The bond passed by 3%.

“The bitterness caused by Hayti’s destruction was compounded by the failure on the part of Durham’s leaders to fulfill their promise and rebuild a better Hayti,” Jean Bradley Anderson writes in Durham County: A History of Durham County, North Carolina. “Twenty-five years later the land that had bustled with life was still a wasteland overgrown with weeds.”

The freeway and six other projects cost $41.6 million. The federal government paid two-thirds of the cost. The ultimate price was paid by the 4,057 households and 502 businesses forced to move.

What followed was a ghastly chain reaction that must have felt like karma. In 1966, Southern Railroad decided to discontinue passenger service through Durham. Members of the city council didn’t oppose the decision. Duke University did their best to stop the decision along with the editorial board of the Durham Morning Herald and the Chamber of Commerce.

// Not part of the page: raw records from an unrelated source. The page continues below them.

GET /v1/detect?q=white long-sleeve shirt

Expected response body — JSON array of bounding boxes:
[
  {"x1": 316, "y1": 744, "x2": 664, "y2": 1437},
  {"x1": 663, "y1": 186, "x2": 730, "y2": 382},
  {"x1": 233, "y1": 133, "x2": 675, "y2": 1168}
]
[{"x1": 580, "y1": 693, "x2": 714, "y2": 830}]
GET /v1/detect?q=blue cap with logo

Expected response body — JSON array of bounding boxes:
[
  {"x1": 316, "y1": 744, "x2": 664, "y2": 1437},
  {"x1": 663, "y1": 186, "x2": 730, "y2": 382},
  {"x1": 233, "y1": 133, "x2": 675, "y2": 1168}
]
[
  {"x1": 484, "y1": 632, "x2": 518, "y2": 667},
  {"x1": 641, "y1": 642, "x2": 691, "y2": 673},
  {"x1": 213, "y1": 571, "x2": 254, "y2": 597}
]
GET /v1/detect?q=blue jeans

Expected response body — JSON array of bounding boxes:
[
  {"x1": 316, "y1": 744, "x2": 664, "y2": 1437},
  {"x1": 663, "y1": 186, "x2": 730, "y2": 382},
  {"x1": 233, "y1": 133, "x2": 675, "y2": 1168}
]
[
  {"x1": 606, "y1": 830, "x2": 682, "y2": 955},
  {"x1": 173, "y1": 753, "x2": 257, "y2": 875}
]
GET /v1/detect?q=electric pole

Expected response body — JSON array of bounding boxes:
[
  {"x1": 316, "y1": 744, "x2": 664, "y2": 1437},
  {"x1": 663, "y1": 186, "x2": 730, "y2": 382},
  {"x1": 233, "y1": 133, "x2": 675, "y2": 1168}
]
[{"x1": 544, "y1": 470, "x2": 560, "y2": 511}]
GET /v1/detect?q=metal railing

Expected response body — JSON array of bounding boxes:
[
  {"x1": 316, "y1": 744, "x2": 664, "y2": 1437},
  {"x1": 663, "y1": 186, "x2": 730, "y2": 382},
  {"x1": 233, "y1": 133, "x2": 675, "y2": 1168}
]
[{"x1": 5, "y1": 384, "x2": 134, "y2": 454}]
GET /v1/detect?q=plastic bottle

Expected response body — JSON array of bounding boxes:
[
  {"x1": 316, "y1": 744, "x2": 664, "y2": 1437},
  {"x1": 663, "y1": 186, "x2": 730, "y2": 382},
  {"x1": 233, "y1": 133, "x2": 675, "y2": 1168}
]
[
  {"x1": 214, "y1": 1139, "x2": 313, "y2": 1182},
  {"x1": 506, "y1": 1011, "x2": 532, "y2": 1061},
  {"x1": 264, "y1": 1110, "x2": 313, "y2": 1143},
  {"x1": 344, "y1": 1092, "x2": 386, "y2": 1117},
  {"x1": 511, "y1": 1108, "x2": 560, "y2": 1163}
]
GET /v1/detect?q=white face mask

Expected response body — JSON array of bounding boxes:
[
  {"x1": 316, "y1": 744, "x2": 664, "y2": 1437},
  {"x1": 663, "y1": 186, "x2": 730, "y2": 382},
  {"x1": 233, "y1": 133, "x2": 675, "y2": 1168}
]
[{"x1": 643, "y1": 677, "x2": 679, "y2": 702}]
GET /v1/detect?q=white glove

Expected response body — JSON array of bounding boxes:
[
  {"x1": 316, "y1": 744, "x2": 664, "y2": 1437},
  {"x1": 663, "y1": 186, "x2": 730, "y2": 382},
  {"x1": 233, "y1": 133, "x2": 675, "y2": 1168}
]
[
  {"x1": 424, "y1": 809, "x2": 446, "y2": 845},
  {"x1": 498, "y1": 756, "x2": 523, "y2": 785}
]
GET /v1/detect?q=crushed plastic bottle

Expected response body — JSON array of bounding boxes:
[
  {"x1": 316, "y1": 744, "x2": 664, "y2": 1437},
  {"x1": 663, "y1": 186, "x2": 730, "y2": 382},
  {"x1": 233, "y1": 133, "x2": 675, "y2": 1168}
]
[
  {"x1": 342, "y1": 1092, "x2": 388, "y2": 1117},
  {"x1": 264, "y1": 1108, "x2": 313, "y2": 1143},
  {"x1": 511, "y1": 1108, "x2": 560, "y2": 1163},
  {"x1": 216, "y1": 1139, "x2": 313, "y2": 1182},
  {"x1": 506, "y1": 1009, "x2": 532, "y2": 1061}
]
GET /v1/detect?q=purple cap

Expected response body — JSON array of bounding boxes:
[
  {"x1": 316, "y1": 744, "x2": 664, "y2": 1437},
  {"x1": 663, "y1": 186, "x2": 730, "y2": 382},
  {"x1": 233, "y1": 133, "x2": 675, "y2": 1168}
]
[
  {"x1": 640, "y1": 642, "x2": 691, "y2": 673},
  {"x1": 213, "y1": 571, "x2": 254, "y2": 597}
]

The old Southern flare that prompted memories of the benefits of tobacco money soon disappeared. It wasn’t just Hayti that was torn down, building by building, block by block, the old was replaced by the promise of something new. The change continued for over a decade with the demolition of the old Washington Duke Hotel striking concerns in 1975.

Beyond the loss of a once vibrant Black community, historical properties and the insertion of a highway connecting Durham to the Research Triangle Park, the pride and power of the Durham Committee on Negro Affairs began to dwindle.

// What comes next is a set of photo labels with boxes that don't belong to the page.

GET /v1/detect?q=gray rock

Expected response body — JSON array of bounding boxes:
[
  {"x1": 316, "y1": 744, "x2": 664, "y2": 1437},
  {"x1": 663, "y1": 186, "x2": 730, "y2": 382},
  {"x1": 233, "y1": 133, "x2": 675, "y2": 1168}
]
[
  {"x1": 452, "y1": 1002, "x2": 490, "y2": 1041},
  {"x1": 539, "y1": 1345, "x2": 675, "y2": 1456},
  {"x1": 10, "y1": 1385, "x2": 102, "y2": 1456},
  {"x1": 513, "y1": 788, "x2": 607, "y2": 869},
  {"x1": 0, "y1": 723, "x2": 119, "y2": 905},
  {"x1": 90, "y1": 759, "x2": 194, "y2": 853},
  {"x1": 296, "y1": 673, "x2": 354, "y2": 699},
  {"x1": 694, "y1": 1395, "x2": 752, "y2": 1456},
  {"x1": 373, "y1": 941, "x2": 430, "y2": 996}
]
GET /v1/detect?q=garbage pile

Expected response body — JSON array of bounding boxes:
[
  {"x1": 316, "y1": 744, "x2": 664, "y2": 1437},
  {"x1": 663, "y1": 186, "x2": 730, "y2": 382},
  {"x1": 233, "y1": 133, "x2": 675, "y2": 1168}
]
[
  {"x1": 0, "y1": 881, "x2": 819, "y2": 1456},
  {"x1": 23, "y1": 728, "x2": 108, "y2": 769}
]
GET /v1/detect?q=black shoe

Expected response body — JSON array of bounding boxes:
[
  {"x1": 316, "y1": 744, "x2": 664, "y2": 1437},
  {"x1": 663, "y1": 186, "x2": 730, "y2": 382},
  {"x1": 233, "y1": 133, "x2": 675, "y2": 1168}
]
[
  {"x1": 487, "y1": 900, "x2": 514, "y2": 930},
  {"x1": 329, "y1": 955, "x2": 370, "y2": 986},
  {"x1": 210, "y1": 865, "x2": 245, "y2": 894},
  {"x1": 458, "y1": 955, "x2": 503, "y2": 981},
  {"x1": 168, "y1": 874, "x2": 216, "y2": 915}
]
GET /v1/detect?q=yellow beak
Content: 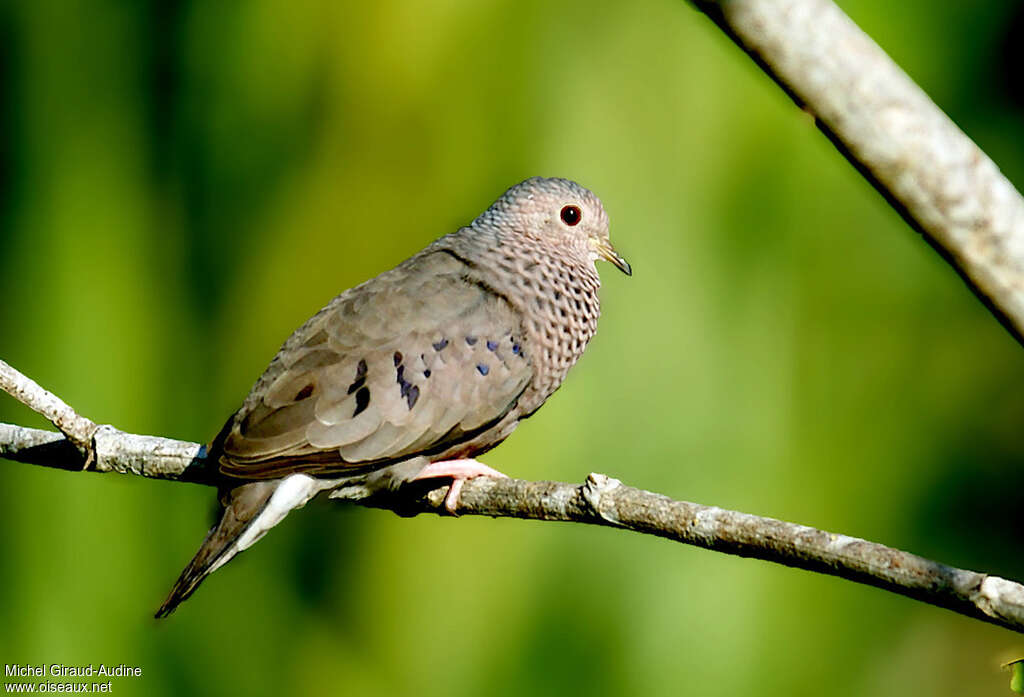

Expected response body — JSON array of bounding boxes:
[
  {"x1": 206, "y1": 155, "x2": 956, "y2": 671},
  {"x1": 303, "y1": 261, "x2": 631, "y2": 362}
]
[{"x1": 593, "y1": 239, "x2": 633, "y2": 276}]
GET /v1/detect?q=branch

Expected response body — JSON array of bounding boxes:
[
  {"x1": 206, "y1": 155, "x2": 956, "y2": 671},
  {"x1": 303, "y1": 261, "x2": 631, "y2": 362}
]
[
  {"x1": 694, "y1": 0, "x2": 1024, "y2": 344},
  {"x1": 0, "y1": 361, "x2": 1024, "y2": 633}
]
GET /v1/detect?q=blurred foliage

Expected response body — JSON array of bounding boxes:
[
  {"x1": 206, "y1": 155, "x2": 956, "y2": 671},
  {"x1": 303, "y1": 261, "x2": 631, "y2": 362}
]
[{"x1": 0, "y1": 0, "x2": 1024, "y2": 697}]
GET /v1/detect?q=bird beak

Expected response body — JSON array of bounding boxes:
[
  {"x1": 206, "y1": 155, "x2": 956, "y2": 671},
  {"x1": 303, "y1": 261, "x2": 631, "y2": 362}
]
[{"x1": 591, "y1": 239, "x2": 633, "y2": 276}]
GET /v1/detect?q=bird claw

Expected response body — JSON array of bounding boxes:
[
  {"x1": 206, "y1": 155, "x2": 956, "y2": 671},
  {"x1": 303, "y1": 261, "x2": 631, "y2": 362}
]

It was a painful miscalculation. Many people blamed Wheeler for supporting the bond.

Asa T. Spaulding, the former president of North Carolina Mutual Life Insurance, was interviewed by Walter Wear for the Southern Oral History Program Collection on April 16, 1979. He was asked why Wheeler never ran for public office.

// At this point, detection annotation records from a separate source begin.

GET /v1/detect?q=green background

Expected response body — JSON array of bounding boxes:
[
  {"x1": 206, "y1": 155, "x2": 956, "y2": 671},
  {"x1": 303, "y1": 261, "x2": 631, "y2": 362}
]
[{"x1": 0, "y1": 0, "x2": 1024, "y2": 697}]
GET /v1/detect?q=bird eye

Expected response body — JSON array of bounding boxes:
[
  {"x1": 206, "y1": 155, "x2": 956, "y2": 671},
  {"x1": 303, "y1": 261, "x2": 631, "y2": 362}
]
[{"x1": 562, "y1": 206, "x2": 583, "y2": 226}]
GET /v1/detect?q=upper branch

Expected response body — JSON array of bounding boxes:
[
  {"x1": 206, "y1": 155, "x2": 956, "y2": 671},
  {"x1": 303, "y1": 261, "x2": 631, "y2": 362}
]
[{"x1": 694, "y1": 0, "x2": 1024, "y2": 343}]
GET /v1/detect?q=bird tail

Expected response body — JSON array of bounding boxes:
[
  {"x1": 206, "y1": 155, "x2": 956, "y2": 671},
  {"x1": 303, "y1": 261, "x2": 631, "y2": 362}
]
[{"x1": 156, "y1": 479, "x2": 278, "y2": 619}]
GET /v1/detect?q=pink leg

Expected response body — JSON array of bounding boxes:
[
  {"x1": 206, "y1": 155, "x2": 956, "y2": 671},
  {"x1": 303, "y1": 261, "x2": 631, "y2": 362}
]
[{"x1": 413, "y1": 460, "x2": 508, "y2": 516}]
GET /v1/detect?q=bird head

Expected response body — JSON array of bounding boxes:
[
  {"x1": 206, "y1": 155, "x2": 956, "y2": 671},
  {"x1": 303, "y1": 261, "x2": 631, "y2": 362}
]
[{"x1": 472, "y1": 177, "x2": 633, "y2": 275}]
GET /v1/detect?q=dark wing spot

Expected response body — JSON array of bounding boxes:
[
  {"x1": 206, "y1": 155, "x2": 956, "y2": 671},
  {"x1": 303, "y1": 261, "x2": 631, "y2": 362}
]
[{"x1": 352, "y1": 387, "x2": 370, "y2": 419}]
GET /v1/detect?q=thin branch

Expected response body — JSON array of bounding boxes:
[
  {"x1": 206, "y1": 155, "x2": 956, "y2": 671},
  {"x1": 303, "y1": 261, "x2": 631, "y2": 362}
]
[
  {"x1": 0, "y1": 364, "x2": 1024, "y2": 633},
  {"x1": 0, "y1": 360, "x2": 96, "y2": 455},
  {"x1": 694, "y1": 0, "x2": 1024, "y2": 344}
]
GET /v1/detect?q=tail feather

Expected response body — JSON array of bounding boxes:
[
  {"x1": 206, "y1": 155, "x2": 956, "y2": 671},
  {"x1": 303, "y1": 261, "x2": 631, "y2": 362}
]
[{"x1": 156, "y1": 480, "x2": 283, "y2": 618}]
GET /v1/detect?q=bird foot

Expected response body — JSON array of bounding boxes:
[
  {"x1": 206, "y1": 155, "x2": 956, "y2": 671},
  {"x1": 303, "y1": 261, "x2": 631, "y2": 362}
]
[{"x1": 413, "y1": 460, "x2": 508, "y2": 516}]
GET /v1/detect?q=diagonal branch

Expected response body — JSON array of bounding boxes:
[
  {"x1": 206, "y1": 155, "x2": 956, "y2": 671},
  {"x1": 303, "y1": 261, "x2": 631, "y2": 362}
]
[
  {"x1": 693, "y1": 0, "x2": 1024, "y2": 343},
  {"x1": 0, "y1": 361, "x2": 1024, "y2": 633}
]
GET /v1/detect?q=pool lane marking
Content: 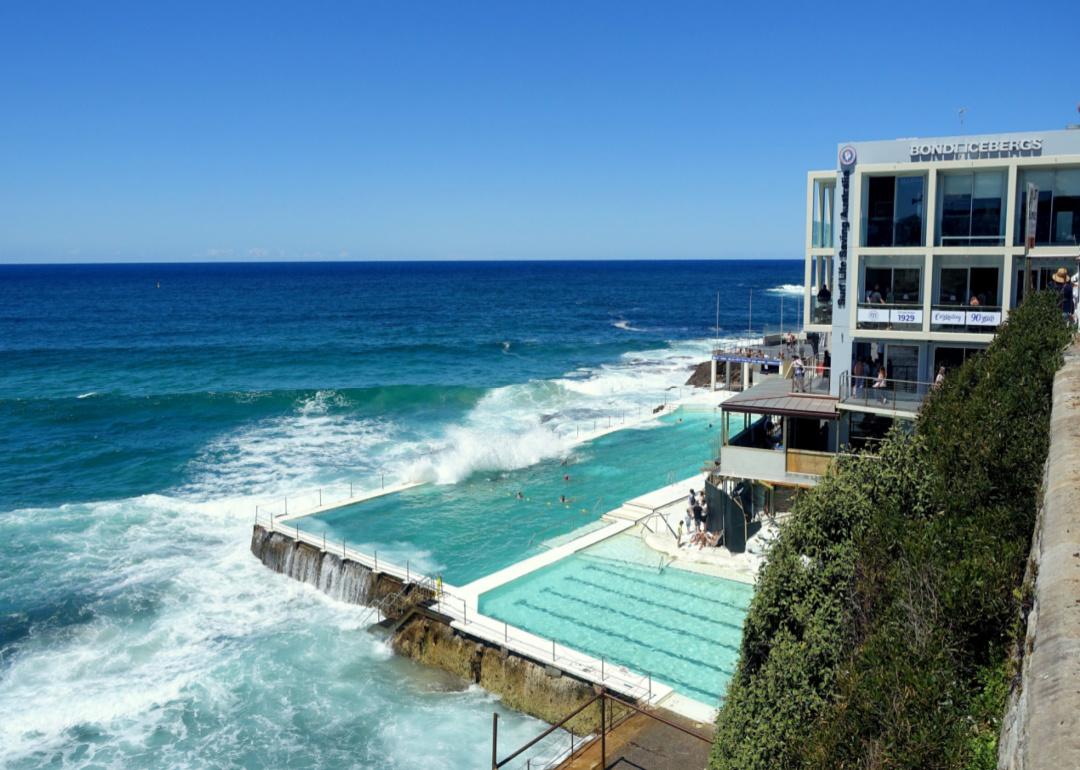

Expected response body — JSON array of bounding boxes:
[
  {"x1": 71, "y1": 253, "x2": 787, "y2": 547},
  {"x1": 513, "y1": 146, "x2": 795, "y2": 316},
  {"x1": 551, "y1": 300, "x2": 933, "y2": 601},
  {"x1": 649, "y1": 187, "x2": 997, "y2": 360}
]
[
  {"x1": 542, "y1": 589, "x2": 742, "y2": 652},
  {"x1": 585, "y1": 556, "x2": 748, "y2": 612},
  {"x1": 507, "y1": 599, "x2": 734, "y2": 698},
  {"x1": 565, "y1": 576, "x2": 745, "y2": 633}
]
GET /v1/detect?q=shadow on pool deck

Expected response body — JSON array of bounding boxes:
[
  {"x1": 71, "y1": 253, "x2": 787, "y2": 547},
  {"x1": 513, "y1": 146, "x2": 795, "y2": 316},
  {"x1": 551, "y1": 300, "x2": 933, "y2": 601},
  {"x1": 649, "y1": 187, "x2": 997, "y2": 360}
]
[{"x1": 558, "y1": 712, "x2": 713, "y2": 770}]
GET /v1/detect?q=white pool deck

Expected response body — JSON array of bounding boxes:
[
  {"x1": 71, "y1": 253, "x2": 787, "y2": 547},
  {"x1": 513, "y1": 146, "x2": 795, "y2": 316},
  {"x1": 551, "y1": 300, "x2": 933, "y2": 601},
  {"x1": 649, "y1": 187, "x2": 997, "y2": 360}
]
[{"x1": 264, "y1": 391, "x2": 752, "y2": 725}]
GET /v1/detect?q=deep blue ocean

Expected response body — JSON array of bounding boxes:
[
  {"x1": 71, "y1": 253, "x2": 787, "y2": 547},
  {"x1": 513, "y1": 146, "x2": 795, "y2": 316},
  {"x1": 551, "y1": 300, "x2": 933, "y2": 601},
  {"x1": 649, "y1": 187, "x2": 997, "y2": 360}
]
[{"x1": 0, "y1": 260, "x2": 802, "y2": 768}]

“He likes to succeed in what he’s trying to do and where he’s trying to lead people,” Spaulding said. “And sometimes, even no matter how much ambition you may have, if you’re going to put the good of the people above your own selfish interest, you may have to sacrifice yourself for the good of the people.”

Wheeler seemed to be good at placing the needs of others above his own. In 1968, he was part of an interracial group of businesspeople established to build one hundred single family houses for low-income residents. Durham Investment Company set aside $65,000 to develop units that sold for $10,000 to $12,000. Other members of the group included Mary Duke Semans, J.J. Henderson, Ben Ruffin, Floyd Flecther, and James R. Hawkins.

Spaulding said Wheeler made enemies due to his activism. He was able to harness his power because of his relationship with the Black community.

“You see, you can do some things if you’re independent that you can’t if you’re not. And because his livelihood and means of survival was not dependent on being the employee of a white institution – because his support came from the Black community,” Spaulding said. “I’m talking about economic support. And his base of his political strength was in the Black community. And being a Black, too, and if you’re going to be worthy, sometimes you have to give yourself for a cause if you believe in the cause. And if you don’t do that, then you become a hypocrite, and that soon will show up.”

Did Wheeler and the Durham Committee on Negro Affairs’ support of urban renewal impact relationships with the Black community? Maybe. Is there an opinion among older residents, who remember the days leading up to urban renewal, that class division played a role in Wheeler’s support of the bond issue? Maybe.

We do know the demolition of Hayti was a massive miscalculation.

The Hayti urban renewal project was completed in 1973. Wheeler died on July 6, 1978, at the age of 70. His legacy in supporting Black people and their causes transcends his decision to support the 1962 urban renewal bond. Still, questions linger.

Who made money on the seven projects supported by the Durham Redevelopment Commission? How many of the companies were Black owned?

What about the masses of dreams deferred?

The dust stirred by the bulldozers lingers like ghosts conjuring memories of broken promises. There’s work to be down among those weeds.

Hopefully, the next proposal won’t come packaged with a few acres of swamp land two miles outside of Creedmoor.